Now the other reason that I am playing with the technology is because I am trying to find a way that I can virtualize my families computers. In other words I would love to get rid of about 4 PCs around the house and replace them with “dumb terminals.” This would obviously reduce my power requirements since those would be disk-less workstations, all compute and storage would be on the server. This is a wonderful idea in my opinion, the thought of being able to “snapshot” the kids computers monthly, and when they get a virus, trojan, malware, install crap software, whatever – be able to rollback to the previous snapshot in minutes. Another benefit would be that I know the server performance and can monitor all the statistics from a central server. I would be able to identify where there is a problem and address it before it gets out of hand.  Not to mention the idea that the server has redundant hardware, so I do not have to worry about losing a drive and all the data associated with it.

There is a problem with that idea though, there is no home model for VDI (virtual desktop) from VMware. All their pricing is geared to small businesses and enterprises. While I can see that there might not be that big of a market today, I can foresee one in the future. Computers are getting more and more powerful as well as cheaper, memory and disk drives are cheap, so quite often you have some serious overkill for a single computer. The thought of being able to use that money and power in a server has my attention – I would rather spend $1000-2000 for a decent home server then 500-700 on a computer 4 times over, and then again in a few years when it needs to be replaced. Server hardware and such is more geared for 24/7 use, and thus built for that. The servers have hot-swap drives, external storage that can be expanded, heck – you want to upgrade OS you can just create a new VM and then duplicate that install – no need to upgrade 4 or 5 computers, just copy the “gold” config for each of them.

I have also tried creating Windows XP/7 hosts on the VM and using RDP via Wyse terminals to access the computers; and this does work, and works well to be honest. There is one major drawback that I have run into, its Video performance. There is an audio lag when you are watching Flash (Hulu), Vimeo, YouTube, etc. I want to try PC-over-IP (PCoIP), but that requires a VMview license – and as I mentioned, there is no real home user pricing model available. From what I have seen at work with others where we have this, that might be the solution to get this to work – but there is a large cost barrier to overcome – $1800 for 10 licenses. Well, a home user might only need 2 or 3, perhaps 5 and, at that price, it is too much. If the cost was closer to $500 for 5 home computers, I would be all over it – and I think a few others would be as well. Perhaps there is room for another vendor to fill this market gap – Microsoft? Citrix? Someone new?
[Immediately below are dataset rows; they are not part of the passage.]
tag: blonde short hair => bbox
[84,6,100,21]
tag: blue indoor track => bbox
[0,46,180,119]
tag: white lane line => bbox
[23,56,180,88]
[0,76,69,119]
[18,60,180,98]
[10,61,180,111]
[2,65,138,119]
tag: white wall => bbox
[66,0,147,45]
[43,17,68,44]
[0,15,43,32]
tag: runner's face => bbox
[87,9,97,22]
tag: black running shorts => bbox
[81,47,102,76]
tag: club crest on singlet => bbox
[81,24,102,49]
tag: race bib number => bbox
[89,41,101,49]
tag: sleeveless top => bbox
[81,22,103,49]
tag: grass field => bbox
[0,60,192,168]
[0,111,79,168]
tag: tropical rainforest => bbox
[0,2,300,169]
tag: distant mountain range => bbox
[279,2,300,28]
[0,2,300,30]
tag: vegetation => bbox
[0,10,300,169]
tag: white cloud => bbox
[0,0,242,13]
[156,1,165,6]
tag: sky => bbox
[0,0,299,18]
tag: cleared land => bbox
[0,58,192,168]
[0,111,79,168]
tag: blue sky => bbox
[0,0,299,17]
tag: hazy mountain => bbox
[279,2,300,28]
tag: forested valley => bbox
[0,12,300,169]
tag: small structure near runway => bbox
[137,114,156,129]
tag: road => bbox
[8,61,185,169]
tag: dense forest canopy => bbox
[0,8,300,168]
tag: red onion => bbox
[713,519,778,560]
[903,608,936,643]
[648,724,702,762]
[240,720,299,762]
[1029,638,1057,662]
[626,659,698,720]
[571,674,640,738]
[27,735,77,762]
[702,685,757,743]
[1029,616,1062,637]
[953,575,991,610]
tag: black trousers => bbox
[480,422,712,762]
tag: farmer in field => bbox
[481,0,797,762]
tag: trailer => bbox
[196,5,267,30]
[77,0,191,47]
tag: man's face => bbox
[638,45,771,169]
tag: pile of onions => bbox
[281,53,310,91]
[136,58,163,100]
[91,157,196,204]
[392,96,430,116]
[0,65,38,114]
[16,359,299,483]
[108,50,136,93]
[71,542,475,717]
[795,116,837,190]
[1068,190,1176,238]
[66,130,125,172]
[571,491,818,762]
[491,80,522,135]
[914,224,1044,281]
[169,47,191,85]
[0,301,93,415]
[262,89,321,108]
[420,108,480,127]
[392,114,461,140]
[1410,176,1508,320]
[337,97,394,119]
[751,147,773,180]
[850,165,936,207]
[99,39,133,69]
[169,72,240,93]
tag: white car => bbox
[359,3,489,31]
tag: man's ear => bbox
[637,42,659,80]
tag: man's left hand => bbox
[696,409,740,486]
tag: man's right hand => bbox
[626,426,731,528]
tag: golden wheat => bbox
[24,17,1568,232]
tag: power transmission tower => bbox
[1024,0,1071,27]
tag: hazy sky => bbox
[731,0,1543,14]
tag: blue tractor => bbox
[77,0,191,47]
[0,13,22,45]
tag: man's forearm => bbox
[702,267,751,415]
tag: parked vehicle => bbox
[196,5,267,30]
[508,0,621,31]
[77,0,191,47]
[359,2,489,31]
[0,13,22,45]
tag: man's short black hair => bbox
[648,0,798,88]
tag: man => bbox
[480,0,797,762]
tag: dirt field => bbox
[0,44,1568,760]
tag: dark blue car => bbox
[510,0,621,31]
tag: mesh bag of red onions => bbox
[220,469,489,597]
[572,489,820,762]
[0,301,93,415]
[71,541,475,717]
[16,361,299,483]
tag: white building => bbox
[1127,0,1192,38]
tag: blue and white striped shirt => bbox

So what am I running for a ESXi server, it is a 1U server by a well known company, two physical CPUs with 4 cores each for a total of 16 logical processors, 24G memory (ESXi 5 free hypervisor supports 32G max fyi), an LSI RAID card for the SATA drives, 2x500G (RAID1) for the ESXi software and ISO images, and 2 x 1.5TB (RAID1) drives for the VMs. There are 4 NICs on this box all connected back to my home network as well as one Lights-out port for managing the server from the network. Below is a screen shot of the summary tab, it s a pretty basic setup – one anyone could do! It is really a basic 1U server that is just loaded with memory, you could run it on a i7 desktop just as easily!

 

ESXi Summary

That about wraps it up for this post, let me know what else you want to know and I would be glad to add it!